A businessman has been jailed for six months for attacking and sexually assaulting a woman on Griffith Avenue in Dublin in October 2010.

Anthony Lyons, the owner of an aviation leasing company, from Griffith Avenue in Dublin, originally denied attacking the woman when arrested near the scene.

However, ten days later he went back to gardaí and claimed he attacked the woman because he was on cholesterol medication, a defence that was rejected by the jury.

Mr Justice Desmond Hogan today sentenced him to six years in prison, but suspended five-and-a-half years of the sentence.

Lyons, who was convicted last month, was also ordered by the judge to pay €75,000 to the victim.

Outside the court, the victim’s family said they were very upset by the sentence and said that this was a case where "money talks".

Afterwards on RTÉ's Liveline, they said they are "horrified" by what they called the "very lenient" sentence handed down in the case.

An aunt of the victim said it was very disappointing that he will only serve six months in prison, because the crime of which he has been convicted can carry a 10-year sentence.

Lyons is now a registered sex offender.

He attacked the woman as she walked along Griffith Avenue on 3 October 2010.

He came up behind her and said "are you going to get home safely", before rugby tackling her into the trees.

She cried for help but he told her to be quiet. He put his hand over her throat and mouth before sexually assaulting her.

The victim managed to hit him on the head with her mobile phone.

Lyons tried to take it off her and broke off the cover before continuing.
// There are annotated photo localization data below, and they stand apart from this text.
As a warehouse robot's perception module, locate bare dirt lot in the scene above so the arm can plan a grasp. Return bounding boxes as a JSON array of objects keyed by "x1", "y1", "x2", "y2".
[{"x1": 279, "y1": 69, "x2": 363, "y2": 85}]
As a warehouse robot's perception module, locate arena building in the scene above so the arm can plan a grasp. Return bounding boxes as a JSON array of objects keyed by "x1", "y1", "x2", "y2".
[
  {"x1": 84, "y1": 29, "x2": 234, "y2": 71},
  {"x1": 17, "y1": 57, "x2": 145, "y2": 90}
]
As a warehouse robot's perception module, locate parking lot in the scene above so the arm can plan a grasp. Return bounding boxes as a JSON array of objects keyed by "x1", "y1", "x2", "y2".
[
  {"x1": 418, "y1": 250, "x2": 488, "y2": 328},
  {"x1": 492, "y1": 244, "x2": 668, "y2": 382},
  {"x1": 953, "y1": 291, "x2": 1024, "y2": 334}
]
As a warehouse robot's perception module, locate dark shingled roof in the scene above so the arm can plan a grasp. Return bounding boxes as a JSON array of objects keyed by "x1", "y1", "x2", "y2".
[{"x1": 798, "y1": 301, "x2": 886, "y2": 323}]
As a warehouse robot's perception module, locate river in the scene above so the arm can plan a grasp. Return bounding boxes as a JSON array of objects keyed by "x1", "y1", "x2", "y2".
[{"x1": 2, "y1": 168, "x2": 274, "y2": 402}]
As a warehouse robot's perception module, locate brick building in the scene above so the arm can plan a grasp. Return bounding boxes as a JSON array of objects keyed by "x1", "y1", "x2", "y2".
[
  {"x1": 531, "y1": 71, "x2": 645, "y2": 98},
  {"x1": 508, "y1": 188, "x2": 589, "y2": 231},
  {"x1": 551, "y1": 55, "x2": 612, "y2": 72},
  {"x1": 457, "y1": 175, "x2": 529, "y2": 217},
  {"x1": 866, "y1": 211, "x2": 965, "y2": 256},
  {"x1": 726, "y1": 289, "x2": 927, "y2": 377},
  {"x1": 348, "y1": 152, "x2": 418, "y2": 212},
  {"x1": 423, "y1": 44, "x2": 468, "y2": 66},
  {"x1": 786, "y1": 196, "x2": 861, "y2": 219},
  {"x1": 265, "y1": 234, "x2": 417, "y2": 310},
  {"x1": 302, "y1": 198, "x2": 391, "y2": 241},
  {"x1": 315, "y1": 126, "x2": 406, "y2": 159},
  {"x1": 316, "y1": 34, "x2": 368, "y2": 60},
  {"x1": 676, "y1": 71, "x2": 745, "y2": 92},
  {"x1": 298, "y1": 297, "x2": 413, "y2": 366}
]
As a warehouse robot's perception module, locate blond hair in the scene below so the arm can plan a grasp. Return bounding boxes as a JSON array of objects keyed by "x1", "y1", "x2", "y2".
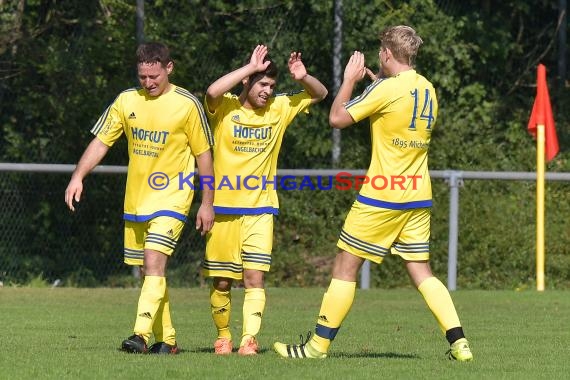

She managed to call 999 during the attack and he ran away when a passerby shouted at him.

However, Lyons left his umbrella behind as he tried to escape and was only around 100 metres from his home when the victim, who was in a garda car, identified him and he was arrested.

The Rape Crisis Network of Ireland has criticised the six-month jail sentence, saying it was "very low''.

It said the victim did not ask for compensation, she asked for justice and was not consulted as to the compensation.

The network also said that it is difficult not to reach the conclusion that had Lyons been a less wealthy man his custodial sentence would have been longer.